Mongabay.co.id

Mandiri Energi Gubug Lazaris Kediri, Maksimalkan Panel Surya dan Biogas

 

 

Seorang pekerja terlihat memetik sayuran, lalu membawanya ke ember untuk dicuci menggunakan air mengalir. Tidak hanya membersihkan, lelaki bernama Ketut Pramistiana ini juga menyirami petak-petak tanah yang telah ditanam berbagai jenis sayuran. Ada kangkung, bayam, okra, selada, aneka sawi, serta sayuran lain yang semua itu berada di green house seluas seratus meter persegi.

Sudah setahun, Ketut merawat kebun sayuran itu dengan memanfaatkan air sumur. Air dipompa dengan memanfaatkan daya listrik yang dihasilkan dari panel surya. Sebanyak 15 panel dipasang di atas tandon air, tidak jauh dari kebun sayur.

Panel surya inilah yang berfungsi menghasilkan energi listrik dari panas matahari. “Air yang disedot dengan pompa selanjutnya digunakan untuk mengairi kebun sayur dan kolam ikan, serta untuk memandikan 20 ekor sapi sekaligus membersihkan kandangnya,” ujar Ketut yang bekerja di Gubug Lazaris.

Gubug Lazaris merupakan pusat pertanian organik di Desa Sambirejo, Kecamatan Pare, Kabupaten Kediri, Jawa Timur. Didirikan pada 2010, tempat ini dikelola oleh para pastor atau romo dari Kongregasi Misi [CM] Indonesia dengan tujuan utama mengembangkan bibit unggul bermutu sekaligus mengajak masyarakat setempat untuk mengedepankan pertanian organik.

Romo Marcelinus Hardo Iswanto, penggagas dan pengelola Gubug Lazaris, menuturkan alasannya memakai panel surya sebagai sumber energi listrik di tempatnya. Dia mengatakan, selalu ingin mencari alternatif sumber energi yang berasal dari alam, untuk memperkenalkan manfaatnya kepada para petani, keluarga yang berkunjung, serta pelajar yang ingin belajar pertanian organik sekaligus energi terbarukan.

“Siapa saja yang datang ke sini dapat menyaksikan beberapa kemungkinan energi yang bisa diciptakan di lingkungan pertanian, sehingga kita tidak bergatung pada PLN,” tuturnya.

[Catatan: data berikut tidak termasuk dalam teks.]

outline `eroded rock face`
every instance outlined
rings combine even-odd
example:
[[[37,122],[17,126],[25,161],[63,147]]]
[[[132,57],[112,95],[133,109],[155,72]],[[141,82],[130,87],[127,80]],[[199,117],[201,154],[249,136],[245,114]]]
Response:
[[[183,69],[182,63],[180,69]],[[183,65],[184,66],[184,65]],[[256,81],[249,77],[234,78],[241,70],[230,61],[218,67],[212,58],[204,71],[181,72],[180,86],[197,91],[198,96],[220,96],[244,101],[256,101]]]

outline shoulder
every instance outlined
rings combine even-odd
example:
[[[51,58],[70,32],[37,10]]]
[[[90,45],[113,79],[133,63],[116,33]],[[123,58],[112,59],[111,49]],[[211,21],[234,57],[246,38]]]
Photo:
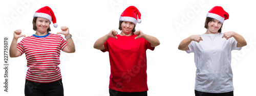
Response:
[[[63,38],[62,36],[61,36],[60,35],[58,34],[53,34],[53,33],[50,33],[49,36],[49,38]]]

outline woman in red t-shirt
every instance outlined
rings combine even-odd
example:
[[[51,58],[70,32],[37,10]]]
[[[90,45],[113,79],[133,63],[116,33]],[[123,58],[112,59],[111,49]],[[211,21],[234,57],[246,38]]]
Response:
[[[110,96],[147,95],[146,51],[154,50],[160,42],[156,37],[135,30],[140,16],[135,7],[128,7],[119,18],[121,33],[112,30],[94,43],[94,48],[109,53]]]

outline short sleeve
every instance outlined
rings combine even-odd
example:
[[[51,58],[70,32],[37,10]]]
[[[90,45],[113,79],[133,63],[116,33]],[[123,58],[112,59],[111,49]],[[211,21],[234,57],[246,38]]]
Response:
[[[108,40],[106,41],[105,43],[104,43],[104,46],[105,47],[105,49],[100,51],[101,51],[102,52],[106,52],[106,51],[109,52],[109,44],[108,44]]]
[[[152,51],[154,51],[154,50],[155,50],[155,47],[151,47],[151,43],[150,43],[150,42],[147,41],[146,40],[145,40],[145,44],[146,50],[150,49]]]
[[[232,50],[241,50],[242,49],[242,47],[237,47],[237,44],[238,44],[238,42],[233,37],[231,37],[231,39],[232,39],[232,47],[231,49]]]
[[[194,41],[192,41],[192,42],[190,42],[190,43],[188,45],[188,48],[189,48],[189,50],[186,51],[186,52],[187,53],[194,53],[194,47],[193,47],[193,44],[194,43]]]
[[[61,36],[59,35],[59,36],[61,42],[60,43],[60,49],[63,51],[63,49],[64,49],[64,47],[65,47],[68,45],[68,43],[67,42],[67,40],[64,39],[64,38],[63,38]]]
[[[25,53],[24,48],[23,47],[23,44],[24,43],[24,38],[23,38],[20,42],[17,44],[17,50],[23,54]]]

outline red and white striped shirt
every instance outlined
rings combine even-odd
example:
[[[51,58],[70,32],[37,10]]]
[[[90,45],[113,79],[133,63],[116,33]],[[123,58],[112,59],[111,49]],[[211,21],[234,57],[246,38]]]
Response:
[[[17,44],[22,55],[25,53],[29,67],[26,79],[38,83],[50,83],[61,79],[60,50],[67,45],[60,35],[48,33],[45,36],[26,37]]]

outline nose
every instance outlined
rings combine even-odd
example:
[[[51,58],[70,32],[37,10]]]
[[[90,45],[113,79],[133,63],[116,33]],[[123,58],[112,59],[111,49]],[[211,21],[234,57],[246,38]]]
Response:
[[[42,26],[45,26],[46,25],[46,22],[44,22],[44,21],[43,21],[43,22],[42,22]]]
[[[214,26],[215,26],[216,27],[218,27],[218,22],[215,22],[215,23],[214,23]]]
[[[129,25],[129,23],[127,23],[127,24],[126,25],[126,28],[130,28],[130,25]]]

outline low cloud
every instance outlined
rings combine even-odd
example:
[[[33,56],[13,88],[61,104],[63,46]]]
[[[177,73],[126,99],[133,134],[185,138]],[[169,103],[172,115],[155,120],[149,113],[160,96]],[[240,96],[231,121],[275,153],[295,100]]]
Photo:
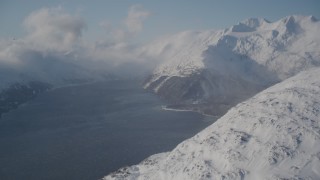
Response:
[[[107,31],[110,36],[108,40],[111,39],[114,43],[123,43],[130,41],[130,39],[142,32],[143,23],[150,14],[141,5],[133,5],[129,8],[127,17],[118,27],[109,21],[102,21],[99,25]]]
[[[81,17],[72,16],[61,7],[42,8],[31,13],[23,22],[28,35],[26,41],[51,50],[70,50],[80,43],[86,23]]]
[[[143,21],[149,17],[150,12],[143,9],[140,5],[131,6],[128,12],[128,17],[125,20],[128,32],[133,35],[142,31]]]
[[[147,71],[151,63],[141,56],[141,46],[129,42],[149,15],[142,6],[132,6],[120,26],[100,24],[109,31],[101,38],[105,40],[90,42],[82,38],[87,24],[79,15],[61,7],[36,10],[23,21],[24,38],[0,39],[0,76],[5,77],[0,81],[11,81],[9,76],[58,81]]]

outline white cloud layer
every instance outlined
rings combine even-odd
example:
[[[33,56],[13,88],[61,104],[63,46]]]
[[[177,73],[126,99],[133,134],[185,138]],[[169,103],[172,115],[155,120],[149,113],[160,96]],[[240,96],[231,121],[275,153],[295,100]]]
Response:
[[[81,17],[72,16],[62,8],[42,8],[25,20],[28,31],[26,41],[42,48],[65,50],[79,43],[86,23]]]
[[[82,38],[87,25],[80,16],[61,7],[36,10],[23,22],[27,30],[24,38],[0,39],[0,76],[5,77],[0,78],[0,88],[10,77],[91,78],[88,74],[145,68],[148,61],[140,56],[140,47],[130,45],[128,39],[142,31],[149,14],[142,6],[130,7],[122,29],[100,24],[110,28],[109,35],[121,37],[101,37],[106,40],[92,43]]]

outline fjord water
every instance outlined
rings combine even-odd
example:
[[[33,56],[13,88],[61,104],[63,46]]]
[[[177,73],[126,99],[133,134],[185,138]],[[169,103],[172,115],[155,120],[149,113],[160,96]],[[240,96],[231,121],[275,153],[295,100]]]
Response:
[[[128,80],[40,94],[0,119],[0,179],[99,179],[173,149],[215,120],[162,105]]]

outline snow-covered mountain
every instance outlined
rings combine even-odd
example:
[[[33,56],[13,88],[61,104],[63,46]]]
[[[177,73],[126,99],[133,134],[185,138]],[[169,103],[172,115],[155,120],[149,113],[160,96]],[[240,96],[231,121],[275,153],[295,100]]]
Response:
[[[288,16],[163,38],[143,50],[163,59],[145,88],[173,107],[221,115],[262,89],[319,66],[319,32],[315,17]]]
[[[320,179],[320,68],[233,107],[174,150],[107,179]]]

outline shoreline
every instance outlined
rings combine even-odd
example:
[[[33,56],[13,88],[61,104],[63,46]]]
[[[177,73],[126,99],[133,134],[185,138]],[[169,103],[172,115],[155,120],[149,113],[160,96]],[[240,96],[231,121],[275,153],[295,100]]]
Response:
[[[195,113],[199,113],[199,114],[201,114],[203,116],[216,118],[216,120],[218,120],[220,117],[222,117],[222,116],[215,116],[215,115],[211,115],[211,114],[206,114],[206,113],[203,113],[201,111],[196,111],[196,110],[191,110],[191,109],[170,108],[167,105],[162,105],[161,109],[165,110],[165,111],[176,111],[176,112],[195,112]]]

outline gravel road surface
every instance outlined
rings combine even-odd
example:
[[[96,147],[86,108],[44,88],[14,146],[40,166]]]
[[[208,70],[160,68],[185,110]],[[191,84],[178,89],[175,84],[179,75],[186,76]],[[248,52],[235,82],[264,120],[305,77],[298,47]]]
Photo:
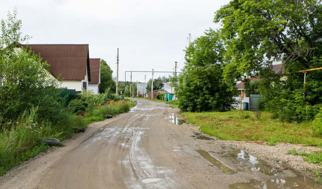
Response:
[[[13,168],[0,188],[322,188],[304,171],[317,166],[286,154],[301,146],[217,140],[172,123],[177,108],[135,100],[130,112]]]

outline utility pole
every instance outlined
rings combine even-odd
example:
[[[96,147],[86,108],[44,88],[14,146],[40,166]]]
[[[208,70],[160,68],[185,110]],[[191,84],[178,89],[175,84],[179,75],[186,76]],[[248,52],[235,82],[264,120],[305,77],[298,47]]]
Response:
[[[132,97],[132,95],[131,95],[131,93],[132,93],[132,91],[131,90],[132,88],[131,87],[132,86],[132,72],[131,72],[131,82],[130,83],[130,100],[131,100],[131,98]]]
[[[177,62],[175,61],[175,78],[177,77],[177,63],[178,63]]]
[[[144,98],[145,98],[146,96],[147,96],[146,94],[146,89],[145,89],[145,79],[147,78],[147,75],[144,75],[144,89],[143,90],[143,92],[144,93]]]
[[[188,46],[190,46],[190,43],[191,42],[191,34],[189,34],[189,43],[188,44]]]
[[[151,83],[151,99],[153,99],[153,71],[152,69],[152,83]]]
[[[116,56],[116,94],[118,93],[118,48]]]

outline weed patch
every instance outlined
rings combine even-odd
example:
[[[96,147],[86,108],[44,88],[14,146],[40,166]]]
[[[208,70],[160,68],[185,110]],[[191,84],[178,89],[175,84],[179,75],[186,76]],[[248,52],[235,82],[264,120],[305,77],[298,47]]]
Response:
[[[305,150],[302,151],[298,151],[295,148],[289,150],[287,152],[288,154],[293,154],[295,156],[301,156],[303,157],[303,159],[309,163],[318,163],[321,165],[322,164],[322,151],[315,153],[308,153]]]
[[[284,123],[272,114],[261,112],[257,118],[250,112],[232,110],[224,112],[184,112],[187,122],[200,125],[203,132],[223,140],[262,140],[269,145],[278,142],[321,146],[322,138],[312,135],[311,123]],[[259,114],[258,114],[258,115]]]

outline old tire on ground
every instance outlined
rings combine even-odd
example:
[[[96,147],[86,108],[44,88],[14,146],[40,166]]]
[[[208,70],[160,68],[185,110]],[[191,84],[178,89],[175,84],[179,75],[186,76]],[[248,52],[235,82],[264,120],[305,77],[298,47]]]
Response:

Baca: Inilah Energi Surya yang Membuat Pulau Kecil Koja Doi Menjadi Terang

 

Romo Jauhari Atmoko, CM, bersama ibu-ibu yang datang untuk membeli produk sayuran organik di Gubug Lazaris, Kediri. Foto: Petrus Riski/Mongabay Indonesia

 

Hemat energi

Gubug Lazaris dipasang panel surya atau Solar Pump System berawal dari saran seorang umat paroki yang juga seorang pengusaha di bidang perangkat panel surya. Setiap lembar panel menghasilkan 100 watt listrik sehingga total 1.500 watt listrik.

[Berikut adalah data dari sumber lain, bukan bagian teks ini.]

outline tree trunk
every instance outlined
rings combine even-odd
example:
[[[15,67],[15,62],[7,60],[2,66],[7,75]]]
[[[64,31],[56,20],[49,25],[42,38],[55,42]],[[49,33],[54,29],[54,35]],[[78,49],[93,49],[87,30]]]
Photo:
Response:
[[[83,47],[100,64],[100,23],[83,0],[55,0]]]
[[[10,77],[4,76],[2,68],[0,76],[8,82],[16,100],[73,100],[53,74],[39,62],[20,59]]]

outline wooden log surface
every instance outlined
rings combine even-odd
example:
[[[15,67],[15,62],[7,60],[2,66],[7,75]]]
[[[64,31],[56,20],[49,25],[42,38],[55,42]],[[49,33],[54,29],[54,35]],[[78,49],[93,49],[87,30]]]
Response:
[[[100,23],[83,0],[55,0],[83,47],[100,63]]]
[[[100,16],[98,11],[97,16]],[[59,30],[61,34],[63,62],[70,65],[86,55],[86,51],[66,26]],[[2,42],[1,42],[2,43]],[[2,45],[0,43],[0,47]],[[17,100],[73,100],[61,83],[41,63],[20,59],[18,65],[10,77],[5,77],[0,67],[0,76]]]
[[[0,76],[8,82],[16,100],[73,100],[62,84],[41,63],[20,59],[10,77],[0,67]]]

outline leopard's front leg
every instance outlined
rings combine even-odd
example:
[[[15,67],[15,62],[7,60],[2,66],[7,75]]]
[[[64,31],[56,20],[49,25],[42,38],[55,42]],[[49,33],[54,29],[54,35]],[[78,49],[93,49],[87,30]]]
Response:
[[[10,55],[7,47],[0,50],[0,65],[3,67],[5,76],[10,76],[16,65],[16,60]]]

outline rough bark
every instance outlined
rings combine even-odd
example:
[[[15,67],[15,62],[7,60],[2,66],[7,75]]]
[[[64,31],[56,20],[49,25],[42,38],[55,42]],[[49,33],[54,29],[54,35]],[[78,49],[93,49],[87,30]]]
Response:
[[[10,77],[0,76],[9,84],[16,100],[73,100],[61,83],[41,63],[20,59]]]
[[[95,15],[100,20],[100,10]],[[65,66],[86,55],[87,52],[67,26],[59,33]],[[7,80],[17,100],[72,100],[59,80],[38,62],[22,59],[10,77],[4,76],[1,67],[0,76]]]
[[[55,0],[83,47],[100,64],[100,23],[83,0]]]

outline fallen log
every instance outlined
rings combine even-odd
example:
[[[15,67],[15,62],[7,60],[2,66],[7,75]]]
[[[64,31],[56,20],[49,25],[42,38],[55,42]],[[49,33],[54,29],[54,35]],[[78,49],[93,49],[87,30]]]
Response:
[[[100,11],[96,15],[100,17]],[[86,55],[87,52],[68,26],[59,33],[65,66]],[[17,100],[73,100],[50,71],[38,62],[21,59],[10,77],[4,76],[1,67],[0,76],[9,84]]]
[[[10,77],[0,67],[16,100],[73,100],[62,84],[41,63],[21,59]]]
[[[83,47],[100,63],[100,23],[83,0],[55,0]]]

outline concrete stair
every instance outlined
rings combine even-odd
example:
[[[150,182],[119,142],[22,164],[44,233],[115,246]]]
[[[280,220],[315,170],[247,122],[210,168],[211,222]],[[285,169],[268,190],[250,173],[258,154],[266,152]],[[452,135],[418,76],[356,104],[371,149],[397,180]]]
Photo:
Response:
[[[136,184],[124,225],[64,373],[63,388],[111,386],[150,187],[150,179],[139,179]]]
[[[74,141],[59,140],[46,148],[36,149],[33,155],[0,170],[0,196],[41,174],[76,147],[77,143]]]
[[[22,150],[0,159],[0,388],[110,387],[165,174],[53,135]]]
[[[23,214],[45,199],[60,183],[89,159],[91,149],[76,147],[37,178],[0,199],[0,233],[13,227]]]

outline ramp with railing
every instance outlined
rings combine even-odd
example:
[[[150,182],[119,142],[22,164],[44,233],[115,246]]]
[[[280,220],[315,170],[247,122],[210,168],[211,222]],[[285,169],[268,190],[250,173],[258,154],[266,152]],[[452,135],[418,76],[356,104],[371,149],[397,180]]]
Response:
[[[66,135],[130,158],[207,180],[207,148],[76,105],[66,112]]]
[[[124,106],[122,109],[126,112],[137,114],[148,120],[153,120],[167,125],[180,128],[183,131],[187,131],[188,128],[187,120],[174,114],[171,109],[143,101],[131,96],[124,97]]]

Solar Pump System ini, kata Romo Hardo, hanya dimanfaatkan untuk pertanian dan peternakan siang hari, terutama saat cuaca tidak mendung terlebih hujan. Untuk listrik PLN, digunakan sebatas menerangi rumah serta energi pengganti bila cuaca tidak bersahabat.

“Kami tidak memakai baterai penyimpan karena mudah rusak dan mahal,” ujarnya.

Pemanfaatan sinar matahari, kata Romo Hardo, mampu menghemat biaya listrik PLN. “Kalau dulu bayarnya sekitar satu hingga satu setengah juta Rupiah, sekarang sepertiga yang kami bayar,” ujarnya.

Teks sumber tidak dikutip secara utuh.